I'm currently working through Introduction to Mechanics and Symmetry, specifically the section on Generating functions of canonical transformations. I am having an issue with the following problem:
Show that $$S(q^i,s^j,t)=\frac{1}{2t}||\mathbf{q}-\mathbf{s}||^2$$ generates a canonical transformation that is the identity at $t=0$.
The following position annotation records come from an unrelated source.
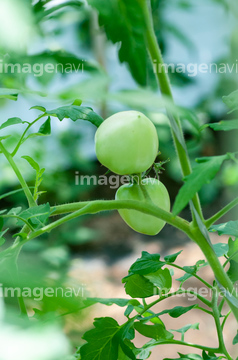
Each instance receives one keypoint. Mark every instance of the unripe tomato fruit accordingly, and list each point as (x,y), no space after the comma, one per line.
(127,143)
(138,221)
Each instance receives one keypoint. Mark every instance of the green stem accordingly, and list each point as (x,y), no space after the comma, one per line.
(216,314)
(163,79)
(216,266)
(22,181)
(93,207)
(221,213)
(224,320)
(23,135)
(194,275)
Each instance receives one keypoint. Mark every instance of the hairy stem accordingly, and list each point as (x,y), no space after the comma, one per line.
(22,181)
(209,222)
(165,87)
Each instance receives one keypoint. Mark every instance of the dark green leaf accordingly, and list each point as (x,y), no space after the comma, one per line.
(173,257)
(235,340)
(202,174)
(102,343)
(11,121)
(146,264)
(161,279)
(139,287)
(126,27)
(37,215)
(75,113)
(177,311)
(45,128)
(220,249)
(185,328)
(157,332)
(231,101)
(32,162)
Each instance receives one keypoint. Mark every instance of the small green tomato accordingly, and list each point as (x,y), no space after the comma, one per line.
(138,221)
(127,143)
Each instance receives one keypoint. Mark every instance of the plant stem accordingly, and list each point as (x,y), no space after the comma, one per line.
(22,181)
(23,135)
(216,266)
(83,208)
(221,213)
(194,275)
(163,79)
(216,314)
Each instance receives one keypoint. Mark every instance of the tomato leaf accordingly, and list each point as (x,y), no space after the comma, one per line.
(146,264)
(75,113)
(11,121)
(137,286)
(202,174)
(126,27)
(157,331)
(231,101)
(161,279)
(36,215)
(235,340)
(172,258)
(229,228)
(102,343)
(45,128)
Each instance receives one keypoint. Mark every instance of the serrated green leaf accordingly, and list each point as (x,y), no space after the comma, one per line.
(161,279)
(45,128)
(231,101)
(15,211)
(137,286)
(177,311)
(202,174)
(10,94)
(36,215)
(146,264)
(32,162)
(186,328)
(157,332)
(229,228)
(220,249)
(173,257)
(102,343)
(126,27)
(10,122)
(75,113)
(235,340)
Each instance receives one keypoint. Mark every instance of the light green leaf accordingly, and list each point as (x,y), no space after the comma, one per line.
(161,279)
(102,343)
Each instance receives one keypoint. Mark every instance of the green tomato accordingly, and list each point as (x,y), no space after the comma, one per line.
(127,143)
(138,221)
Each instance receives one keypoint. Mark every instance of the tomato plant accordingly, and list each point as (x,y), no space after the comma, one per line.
(148,191)
(127,143)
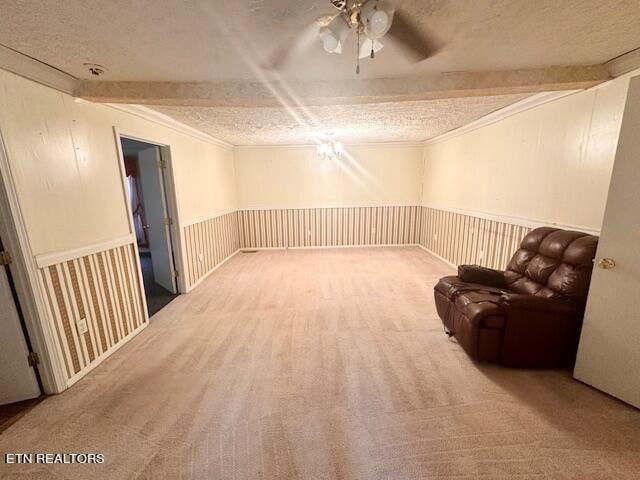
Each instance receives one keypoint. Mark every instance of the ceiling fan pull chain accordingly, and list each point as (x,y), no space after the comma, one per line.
(358,54)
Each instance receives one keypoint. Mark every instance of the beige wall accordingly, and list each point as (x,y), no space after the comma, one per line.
(65,165)
(550,164)
(293,177)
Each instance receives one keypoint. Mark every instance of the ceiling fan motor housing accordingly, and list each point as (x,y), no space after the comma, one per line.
(339,4)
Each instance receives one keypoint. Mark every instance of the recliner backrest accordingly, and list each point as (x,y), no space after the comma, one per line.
(553,263)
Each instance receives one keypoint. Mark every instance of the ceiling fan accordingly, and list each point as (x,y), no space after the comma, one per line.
(370,21)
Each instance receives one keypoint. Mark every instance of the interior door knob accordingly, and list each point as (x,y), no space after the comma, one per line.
(607,263)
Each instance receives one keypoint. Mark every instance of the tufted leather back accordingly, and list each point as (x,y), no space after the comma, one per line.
(553,263)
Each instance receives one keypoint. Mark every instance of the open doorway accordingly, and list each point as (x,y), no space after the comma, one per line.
(147,194)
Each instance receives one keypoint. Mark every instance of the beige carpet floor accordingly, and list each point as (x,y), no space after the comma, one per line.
(322,364)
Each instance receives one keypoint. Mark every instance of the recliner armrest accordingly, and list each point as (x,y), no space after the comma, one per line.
(533,303)
(482,275)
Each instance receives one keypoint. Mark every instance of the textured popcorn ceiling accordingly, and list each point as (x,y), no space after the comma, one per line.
(227,41)
(384,122)
(211,40)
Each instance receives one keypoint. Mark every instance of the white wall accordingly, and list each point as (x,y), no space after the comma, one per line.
(293,177)
(64,160)
(550,164)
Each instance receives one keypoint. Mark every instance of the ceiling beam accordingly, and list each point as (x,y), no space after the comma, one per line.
(32,69)
(625,63)
(278,93)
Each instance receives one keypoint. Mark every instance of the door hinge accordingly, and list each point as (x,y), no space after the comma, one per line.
(5,258)
(33,359)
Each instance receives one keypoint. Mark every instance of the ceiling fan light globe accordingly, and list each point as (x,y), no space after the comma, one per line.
(330,43)
(379,22)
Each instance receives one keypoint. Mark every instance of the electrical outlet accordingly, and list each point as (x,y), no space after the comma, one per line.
(82,326)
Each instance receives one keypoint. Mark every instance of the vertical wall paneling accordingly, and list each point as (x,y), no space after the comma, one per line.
(329,227)
(464,239)
(102,288)
(210,242)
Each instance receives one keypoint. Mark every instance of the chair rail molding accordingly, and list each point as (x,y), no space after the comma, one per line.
(48,259)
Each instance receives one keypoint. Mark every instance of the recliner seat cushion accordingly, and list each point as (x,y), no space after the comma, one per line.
(553,263)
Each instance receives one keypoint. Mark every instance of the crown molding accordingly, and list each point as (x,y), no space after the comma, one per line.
(151,115)
(28,67)
(508,111)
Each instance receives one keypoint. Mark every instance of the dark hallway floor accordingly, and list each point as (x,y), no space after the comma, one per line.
(157,296)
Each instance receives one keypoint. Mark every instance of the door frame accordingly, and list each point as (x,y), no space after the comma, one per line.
(170,193)
(26,277)
(20,314)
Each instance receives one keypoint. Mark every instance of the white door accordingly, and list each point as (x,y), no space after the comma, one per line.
(17,379)
(609,353)
(155,208)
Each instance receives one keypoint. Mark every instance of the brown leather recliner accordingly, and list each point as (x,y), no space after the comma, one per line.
(530,315)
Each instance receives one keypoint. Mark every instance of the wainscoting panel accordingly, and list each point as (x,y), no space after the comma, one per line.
(208,243)
(329,227)
(102,288)
(464,239)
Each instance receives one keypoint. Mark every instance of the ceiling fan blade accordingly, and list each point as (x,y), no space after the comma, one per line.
(282,55)
(416,44)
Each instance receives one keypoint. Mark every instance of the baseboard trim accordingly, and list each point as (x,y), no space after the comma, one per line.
(325,247)
(83,373)
(442,259)
(204,277)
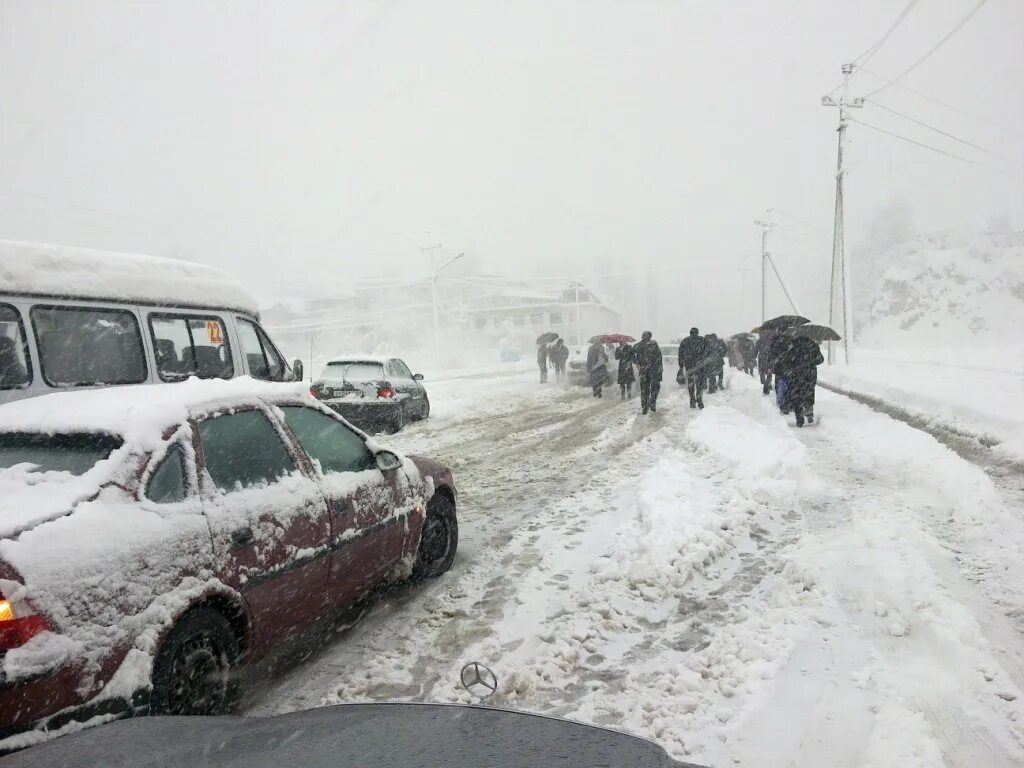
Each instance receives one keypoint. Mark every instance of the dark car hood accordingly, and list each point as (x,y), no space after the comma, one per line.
(372,735)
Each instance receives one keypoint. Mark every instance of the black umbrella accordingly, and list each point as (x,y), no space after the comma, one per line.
(818,333)
(781,323)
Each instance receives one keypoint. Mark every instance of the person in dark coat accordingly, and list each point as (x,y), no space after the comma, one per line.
(597,367)
(542,361)
(799,365)
(692,358)
(715,371)
(648,357)
(559,354)
(744,345)
(769,345)
(625,355)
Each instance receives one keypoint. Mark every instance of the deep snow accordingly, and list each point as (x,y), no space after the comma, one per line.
(740,591)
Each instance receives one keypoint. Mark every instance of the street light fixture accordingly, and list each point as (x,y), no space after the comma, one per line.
(433,293)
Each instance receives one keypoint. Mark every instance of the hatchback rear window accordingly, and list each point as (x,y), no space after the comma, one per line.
(80,346)
(77,453)
(14,369)
(353,372)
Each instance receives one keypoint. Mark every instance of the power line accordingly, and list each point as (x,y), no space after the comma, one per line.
(923,124)
(869,53)
(931,50)
(940,102)
(912,141)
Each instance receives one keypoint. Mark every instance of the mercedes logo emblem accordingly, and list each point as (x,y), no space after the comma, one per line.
(478,680)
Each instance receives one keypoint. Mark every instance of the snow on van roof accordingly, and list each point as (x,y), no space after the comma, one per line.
(42,269)
(138,414)
(378,358)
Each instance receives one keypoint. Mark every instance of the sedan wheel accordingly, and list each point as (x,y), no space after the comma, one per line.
(192,675)
(438,541)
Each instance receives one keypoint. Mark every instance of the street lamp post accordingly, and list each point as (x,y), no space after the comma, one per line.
(433,293)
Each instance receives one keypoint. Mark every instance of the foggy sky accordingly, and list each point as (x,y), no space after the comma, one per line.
(296,143)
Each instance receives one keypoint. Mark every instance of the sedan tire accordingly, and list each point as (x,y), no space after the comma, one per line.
(193,672)
(438,541)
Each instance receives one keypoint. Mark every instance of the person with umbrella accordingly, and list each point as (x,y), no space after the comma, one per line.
(625,355)
(542,353)
(559,354)
(648,357)
(597,367)
(799,365)
(771,344)
(692,357)
(715,369)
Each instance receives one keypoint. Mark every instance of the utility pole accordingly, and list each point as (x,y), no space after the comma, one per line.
(429,252)
(766,225)
(839,289)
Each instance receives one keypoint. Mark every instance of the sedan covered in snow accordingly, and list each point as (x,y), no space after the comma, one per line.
(154,538)
(375,393)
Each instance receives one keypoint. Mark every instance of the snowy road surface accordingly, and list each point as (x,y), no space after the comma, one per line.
(739,591)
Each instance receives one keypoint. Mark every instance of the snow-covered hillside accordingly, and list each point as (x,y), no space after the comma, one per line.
(944,290)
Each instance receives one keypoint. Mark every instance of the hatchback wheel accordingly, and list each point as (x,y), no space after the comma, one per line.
(192,674)
(438,541)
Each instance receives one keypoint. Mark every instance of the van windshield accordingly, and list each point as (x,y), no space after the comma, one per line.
(76,453)
(80,346)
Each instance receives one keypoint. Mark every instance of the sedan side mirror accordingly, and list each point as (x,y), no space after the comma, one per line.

First off, I am somewhat confused as to the assumptions this problem is making. I think it would be right for me to assume that $$S:Q_1\times Q_2\times \mathbb{R}\cong \mathbb{R}^{n}\times \mathbb{R}^n\times\mathbb{R}\to \mathbb{R}$$ and if so, don't we have $||q-s||^2=||q||^2+||s||^2$ since $q$ and $s$ are orthogonal? Or am I supposed to take $||\mathbf{q}-\mathbf{s}||^2=\sum (q^i-s^i)^2$, like they share components.
I am also unsure how to deal with this time-dependent function, as the book only treated time-independent generating functions. I know that the canonical transformation generated by $S$ must satisfy $$i^*_\phi \Theta=dS$$ so if I go with $||\mathbf{q}-\mathbf{s}||^2=\sum (q^i-s^i)^2$ we get that $p_i=\frac{1}{t} q^i(q^i-s^i)$ and $r_i=\frac{1}{t}s^i(q^i-s^i)$, with $(q,p)$ and $(s,r)$ the coordinates on $T^* Q_1$ and $T^*Q_2$ respectively. I'm not sure what else I can do. Any suggestions would be greatly appreciated.
You have to treat $S=\frac{1}{2t}\sum(q^i-s^i)^2$ as a function of fixed $t$ and then use it to generate the proper diffeomorphism as follows:
We have $p_i=\frac{1}{t}q^i(q^i-s^i)$, which gives $$\frac{t p_i}{q^i}=q^i-s^i$$ Then we come to $s^i=q^i-\frac{tp_i}{q^i}$. If we substitute this into $r_i=\frac{1}{t} s^i(q^i-s^i)$ we get \begin{align}r_i&=\frac{1}{t}(q^i-\frac{tp_i}{q^i})(q_i-q^i+\frac{tp_i}{q_i})\\ &=\frac{1}{t}(q^i-\frac{tp_i}{q^i})\frac{tp_i}{q^i}\\ &=p_i-\frac{tp_i^2}{(q^i)^2}\end{align} So this generates a symplectomorphism $(q^i,p_i)\mapsto (q^i-\frac{tp_i}{q^i}, p_i-\frac{tp_i^2}{(q^i)^2})$ that is the identity at $t=0$, despite having a singularity there.